Indian feminist, politician, and activist (born 1956)

Kamla Pant (born 18 December 1956, Chamoli Uttarakhand) is a feminist, politician and women's rights activist. She is also known for her work in the Uttarakhand movement, which resulted in Uttarakhand becoming a separate Indian state in 2000.

==Early life==
Born to a working-class family, Pant started taking part in various student movements while she was in school. Her social activism started when she came in contact with activists involved in the Chipko movement. She has a postgraduate in Arts and also holds a law degree from Kumaon University. In the 80s she practiced as lawyer in Kumaon, being only one of few female lawyers in the region.
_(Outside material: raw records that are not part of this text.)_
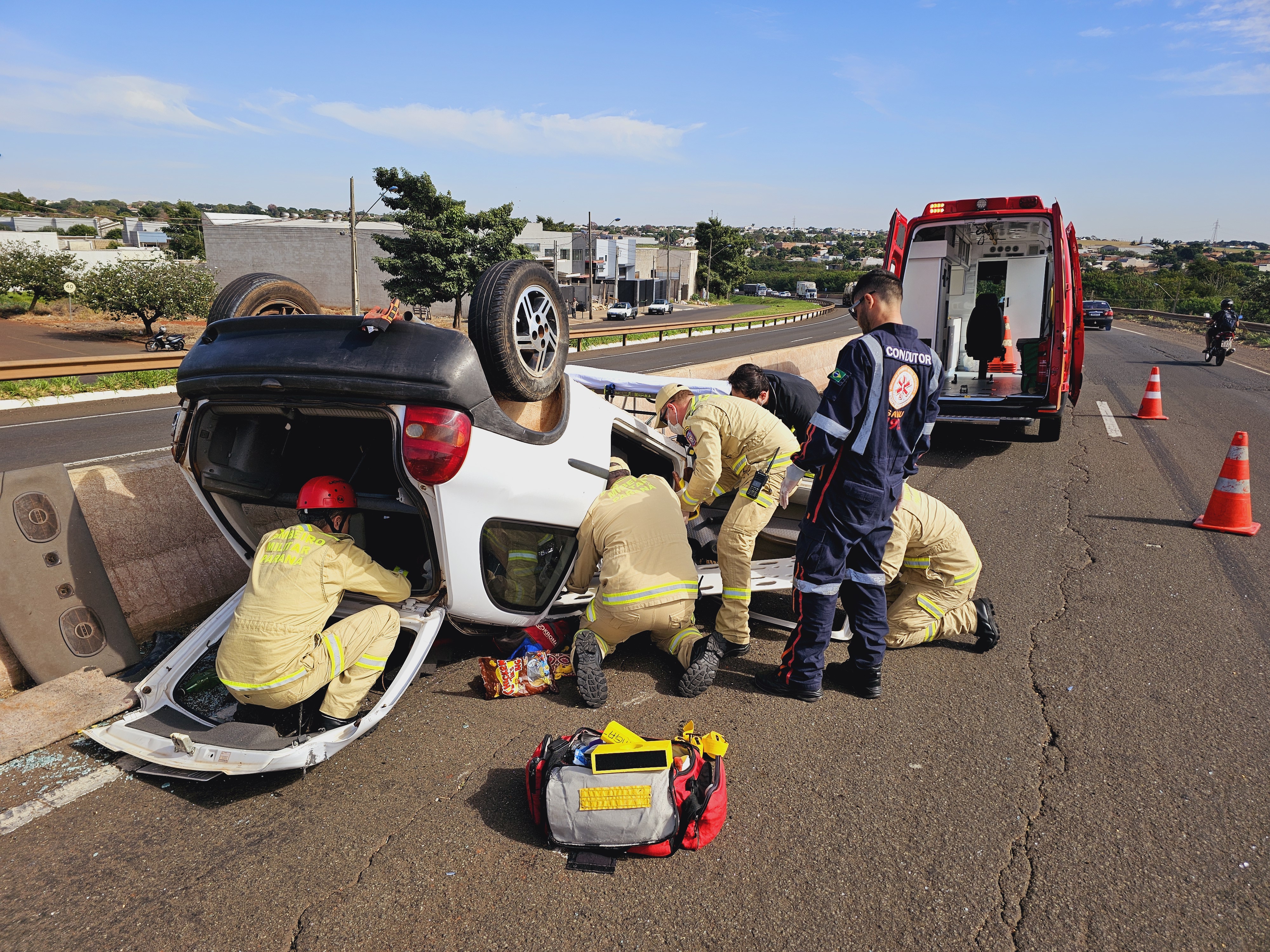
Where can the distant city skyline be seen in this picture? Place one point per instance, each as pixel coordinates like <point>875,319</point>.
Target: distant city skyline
<point>1146,117</point>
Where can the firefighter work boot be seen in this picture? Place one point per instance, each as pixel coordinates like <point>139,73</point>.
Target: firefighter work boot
<point>987,635</point>
<point>769,684</point>
<point>862,682</point>
<point>326,723</point>
<point>699,676</point>
<point>587,658</point>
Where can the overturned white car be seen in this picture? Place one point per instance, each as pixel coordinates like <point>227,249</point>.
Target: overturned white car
<point>458,449</point>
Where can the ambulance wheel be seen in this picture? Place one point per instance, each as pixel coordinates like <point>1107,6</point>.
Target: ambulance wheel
<point>1051,428</point>
<point>262,294</point>
<point>520,328</point>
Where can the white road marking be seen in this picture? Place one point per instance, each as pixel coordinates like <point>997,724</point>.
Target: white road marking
<point>117,456</point>
<point>1109,421</point>
<point>95,417</point>
<point>45,804</point>
<point>1250,369</point>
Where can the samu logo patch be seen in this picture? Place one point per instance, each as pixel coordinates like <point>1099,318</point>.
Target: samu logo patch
<point>904,388</point>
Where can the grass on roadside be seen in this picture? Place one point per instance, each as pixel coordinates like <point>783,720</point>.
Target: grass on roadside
<point>65,387</point>
<point>1245,337</point>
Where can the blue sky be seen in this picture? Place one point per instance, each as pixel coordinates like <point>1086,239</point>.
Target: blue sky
<point>1141,117</point>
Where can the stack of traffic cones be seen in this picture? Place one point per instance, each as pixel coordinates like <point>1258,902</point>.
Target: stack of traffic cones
<point>1010,362</point>
<point>1153,407</point>
<point>1230,508</point>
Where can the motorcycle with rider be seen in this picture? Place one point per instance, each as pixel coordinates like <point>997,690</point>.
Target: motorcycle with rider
<point>1220,336</point>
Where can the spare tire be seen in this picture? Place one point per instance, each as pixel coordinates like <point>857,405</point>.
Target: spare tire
<point>262,294</point>
<point>520,328</point>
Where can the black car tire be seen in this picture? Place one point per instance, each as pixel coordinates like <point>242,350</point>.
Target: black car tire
<point>260,295</point>
<point>520,328</point>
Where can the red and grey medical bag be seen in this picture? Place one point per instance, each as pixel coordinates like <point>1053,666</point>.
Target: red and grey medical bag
<point>618,791</point>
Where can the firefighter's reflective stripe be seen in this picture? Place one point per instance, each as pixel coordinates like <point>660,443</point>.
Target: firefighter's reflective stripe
<point>679,639</point>
<point>622,598</point>
<point>267,686</point>
<point>373,662</point>
<point>336,651</point>
<point>930,607</point>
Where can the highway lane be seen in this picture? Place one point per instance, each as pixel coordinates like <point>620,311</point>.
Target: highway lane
<point>72,432</point>
<point>1099,781</point>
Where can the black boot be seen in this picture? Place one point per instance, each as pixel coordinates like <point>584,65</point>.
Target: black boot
<point>326,723</point>
<point>855,680</point>
<point>987,635</point>
<point>769,684</point>
<point>587,658</point>
<point>703,667</point>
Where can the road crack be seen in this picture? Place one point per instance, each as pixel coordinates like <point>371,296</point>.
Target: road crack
<point>389,837</point>
<point>1015,880</point>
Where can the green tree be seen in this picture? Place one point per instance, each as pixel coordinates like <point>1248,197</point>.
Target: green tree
<point>37,272</point>
<point>445,247</point>
<point>152,291</point>
<point>186,232</point>
<point>728,267</point>
<point>551,224</point>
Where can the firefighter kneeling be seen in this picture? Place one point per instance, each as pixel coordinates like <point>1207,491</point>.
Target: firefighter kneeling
<point>932,571</point>
<point>648,582</point>
<point>276,653</point>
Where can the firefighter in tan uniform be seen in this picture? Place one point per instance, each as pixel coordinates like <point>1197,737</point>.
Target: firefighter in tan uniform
<point>735,441</point>
<point>932,571</point>
<point>276,653</point>
<point>648,582</point>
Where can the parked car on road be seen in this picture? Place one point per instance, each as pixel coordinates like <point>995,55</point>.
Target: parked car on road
<point>622,312</point>
<point>1098,314</point>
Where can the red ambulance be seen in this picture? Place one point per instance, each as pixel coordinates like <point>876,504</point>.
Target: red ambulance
<point>1019,251</point>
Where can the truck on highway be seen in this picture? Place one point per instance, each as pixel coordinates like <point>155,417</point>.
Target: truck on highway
<point>1019,251</point>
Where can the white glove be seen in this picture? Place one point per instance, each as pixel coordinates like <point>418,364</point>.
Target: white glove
<point>793,477</point>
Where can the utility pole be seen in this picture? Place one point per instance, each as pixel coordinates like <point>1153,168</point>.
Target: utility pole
<point>352,234</point>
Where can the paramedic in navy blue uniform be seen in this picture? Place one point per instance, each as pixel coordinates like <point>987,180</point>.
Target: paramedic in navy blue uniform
<point>874,421</point>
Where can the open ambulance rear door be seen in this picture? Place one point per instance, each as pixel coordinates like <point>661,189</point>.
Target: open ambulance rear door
<point>895,253</point>
<point>1078,374</point>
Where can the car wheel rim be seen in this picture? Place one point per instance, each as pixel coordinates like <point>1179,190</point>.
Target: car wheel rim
<point>538,331</point>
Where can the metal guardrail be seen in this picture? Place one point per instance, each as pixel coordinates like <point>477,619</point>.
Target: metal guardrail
<point>1189,318</point>
<point>78,366</point>
<point>116,364</point>
<point>581,334</point>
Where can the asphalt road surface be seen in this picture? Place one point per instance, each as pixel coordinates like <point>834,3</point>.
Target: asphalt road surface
<point>1097,783</point>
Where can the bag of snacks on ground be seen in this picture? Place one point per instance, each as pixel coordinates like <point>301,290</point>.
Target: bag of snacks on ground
<point>519,677</point>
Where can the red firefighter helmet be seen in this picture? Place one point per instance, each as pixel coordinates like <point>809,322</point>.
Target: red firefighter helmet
<point>327,493</point>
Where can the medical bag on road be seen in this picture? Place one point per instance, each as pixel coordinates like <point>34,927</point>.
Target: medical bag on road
<point>618,791</point>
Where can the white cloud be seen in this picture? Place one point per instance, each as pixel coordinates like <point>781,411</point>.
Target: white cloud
<point>871,79</point>
<point>1229,79</point>
<point>523,134</point>
<point>44,101</point>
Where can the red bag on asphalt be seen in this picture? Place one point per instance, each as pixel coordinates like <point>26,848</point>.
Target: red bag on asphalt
<point>648,813</point>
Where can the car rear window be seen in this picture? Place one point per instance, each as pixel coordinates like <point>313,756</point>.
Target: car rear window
<point>524,564</point>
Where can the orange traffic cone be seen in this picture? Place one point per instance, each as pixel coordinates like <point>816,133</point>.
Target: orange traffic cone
<point>1010,362</point>
<point>1230,508</point>
<point>1153,407</point>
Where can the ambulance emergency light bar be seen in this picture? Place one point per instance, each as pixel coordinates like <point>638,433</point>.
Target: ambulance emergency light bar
<point>984,205</point>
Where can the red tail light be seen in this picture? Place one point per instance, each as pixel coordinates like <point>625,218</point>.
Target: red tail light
<point>435,444</point>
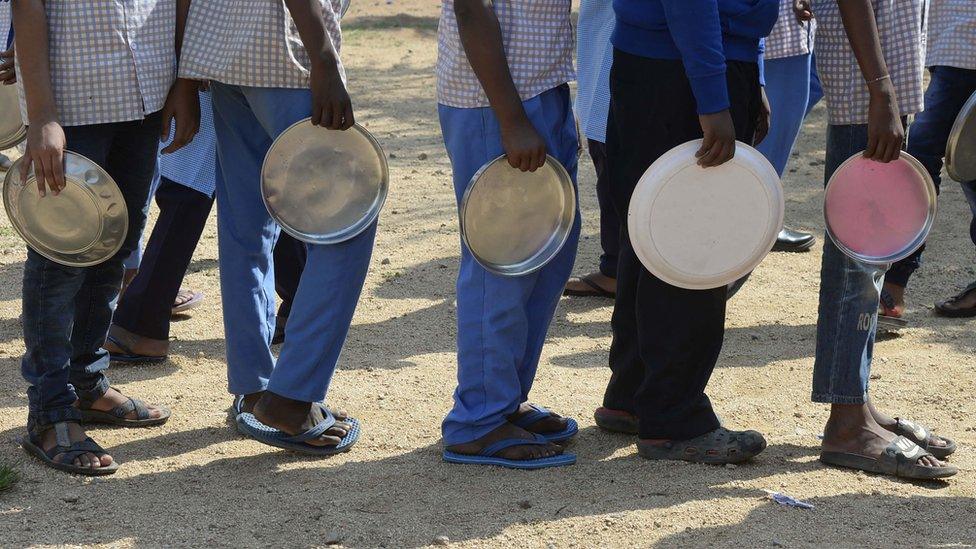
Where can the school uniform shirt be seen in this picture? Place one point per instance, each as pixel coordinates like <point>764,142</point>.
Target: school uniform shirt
<point>110,60</point>
<point>901,29</point>
<point>952,34</point>
<point>789,37</point>
<point>250,43</point>
<point>538,40</point>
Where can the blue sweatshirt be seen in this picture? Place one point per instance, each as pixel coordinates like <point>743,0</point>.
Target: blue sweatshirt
<point>701,33</point>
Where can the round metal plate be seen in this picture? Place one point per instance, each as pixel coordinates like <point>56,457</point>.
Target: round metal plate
<point>12,130</point>
<point>324,186</point>
<point>702,228</point>
<point>879,213</point>
<point>515,222</point>
<point>84,225</point>
<point>961,147</point>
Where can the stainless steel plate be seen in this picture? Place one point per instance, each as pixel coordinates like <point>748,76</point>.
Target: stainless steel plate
<point>12,130</point>
<point>324,186</point>
<point>84,225</point>
<point>961,147</point>
<point>515,222</point>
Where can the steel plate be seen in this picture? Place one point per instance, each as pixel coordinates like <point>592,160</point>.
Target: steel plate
<point>84,225</point>
<point>324,186</point>
<point>12,130</point>
<point>961,147</point>
<point>879,213</point>
<point>515,222</point>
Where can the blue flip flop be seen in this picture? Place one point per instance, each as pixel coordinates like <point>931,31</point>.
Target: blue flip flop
<point>250,426</point>
<point>487,456</point>
<point>539,413</point>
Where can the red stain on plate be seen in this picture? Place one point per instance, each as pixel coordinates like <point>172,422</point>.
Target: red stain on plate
<point>876,209</point>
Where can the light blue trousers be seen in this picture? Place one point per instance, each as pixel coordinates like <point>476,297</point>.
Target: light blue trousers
<point>502,321</point>
<point>247,120</point>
Shamsher Singh Bisht along with other core leaders of Uttarakhand Shangarsh Vahini were involved with the Chipko movement. The background to Pant’s social activism and agitation politics took new heights during 1984 when as a leader of Uttarakhand Shangarsh Vahini. She led the famous Nasha Nahi Rojgar Do movement in Kumaon, during which she agitated and fasted for 11 days only to break it when erstwhile UP government ordered a complete ban of liquor in rural areas of Kumaon. She worked for tenant farmers' rights in Tarai region of Kumaon. She also worked for women rights, such as focusing attention on women trafficking.

In 1990 Pant, Uma Bhatt, Sheela Rajwar and Basanti Pathak co-founded the region’s first magazine focusing on women and social issues, Uttara, which means "of the north." Uttara, which celebrated 25 years of publication in 2015, has helped to give a voice to many women living in Uttarakhand, presenting women as "an equal gender that needs respect over support." After that in 1992, the Pragatisheel Mahila Manch was formed with other women in Dehradun region. The manch was instrumental in converting the anti-reservation into a separate statehood movement.

In 1994, after the infamous Muzzafarnagar Kand, Pant led from the front and united women from all the regions of the area to come together to form even a larger organization demanding separate statehood called Uttarakhand Mahila Manch (UMM). The organization was not only a front runner and flag-bearer for agitation towards separate statehood but also one of the few all women agitation force anywhere in the world. UMM, under her leadership demanded that Gairsain (a small hill township in centre of two major regions of the state namely Kumaon and Garhwal) be designated as the state's capital, which was a long oppressed demand of state's citizens.

Even today after achieving full statehood, UMM fights for female rights, basic human rights of poor residents of the state, liquor prohibition, trafficking among women, educational reforms in government run school, empowerment of gram sabhas and issues of jal, jungle and jameen. Currently along with leading UMM, she is actively leading from the front as the convener of Swaraj Abhiyan in Uttarakhand along with many of her female and male comrades. Pant has spoken out for older women in her state, noting that in 2014, chief minister, Harish Rawat, has finally decided to pursue a food security program to help the elderly. "A sizable number of women above 60 years have been badly neglected on the welfare front by previous governments," she said.

Pant, along with others, protested the gang-rape of a young New Delhi woman in 2012.

In 2015, she was against the appointment of a transgender person as vice-chairperson of the Uttarakhand State Women's Commission because she did not feel that a transgender woman could "understand and empathise with the problems of women."

She has also recently been calling for fair education fees in schools, especially private schools which have been hiking school fees. She has helped to organize protests and "initiated the movement" to raise awareness of the issues around private schools in Uttarakhand.